TRIFLE, n. Motive enough.

*Note: I confess I'm doing yet another post about my analog world. Bear with me and I'll work through it.

13 comments:

Nessa said...

very interesting poem. i have to read it again later to gather more meaning.

*you are certainly allowed to share/work out your analog life here. your real world seems to be quite interesting. i hope you get to the other side.

Sensational Haiku Wednesday - Dreams

Anonymous said...

Jan will rest in peace wherever he is

k. riggs gardner said...

Jan must've had the pomegranate tree brought to Santa Clarita from Persia. I'm sure he was proud of its oldness.

TLP said...

I read this several times. It's a wonderful work.

No need to "work through" your real life. It's all we really have after all.

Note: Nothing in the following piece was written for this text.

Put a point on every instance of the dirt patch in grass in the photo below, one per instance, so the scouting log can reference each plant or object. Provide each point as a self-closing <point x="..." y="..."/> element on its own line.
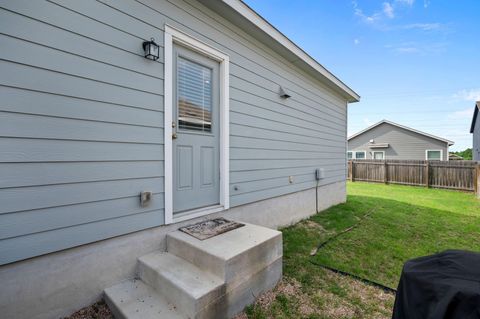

If only it really were a "trifle" it wouldn't weigh so much.

quilly said...

Willie ate whose bird? I hope it wasn't an expensive one!

Doug The Una said...

Nessa, there's only one side: teed off.

I know that, Pop, but if you don't protest petty malice, you'll never get to the big crimes.

Karen, I think the tree was there when Jan moved in. Look up Persephone instead.

TLP, I'm confident this is temporary but thank you.

Quilly, there are no expensive birds. Only expensive cages.

tsduff said...

Trifle? I prefer truffle.

Cooper said...

Liked this piece quite well...
trifle, your definition this time around is like the perfect fudge...no need trying to better it.

weirsdo said...

Shades of Edgar Allan Poe, it seems to me.

Doug The Una said...

Terry, that's good. I'll know what to lade.

Thank you, Cooper.

Intentionally and incompletely so, Weirsdo.

Ariel the Thief said...

Love this poem, and its rhythm, and many details in it, one by one. I feel for the ghoul, he is trapped in his own craziness and is very unhappy.

Good job for some hungry folk.

Doug The Una said...

Thanks, Ariel. I'll eat again.

weirsdo said...

Trifle: A tasty mish-mash. Only a graveyard for leftovers in inexpert hands.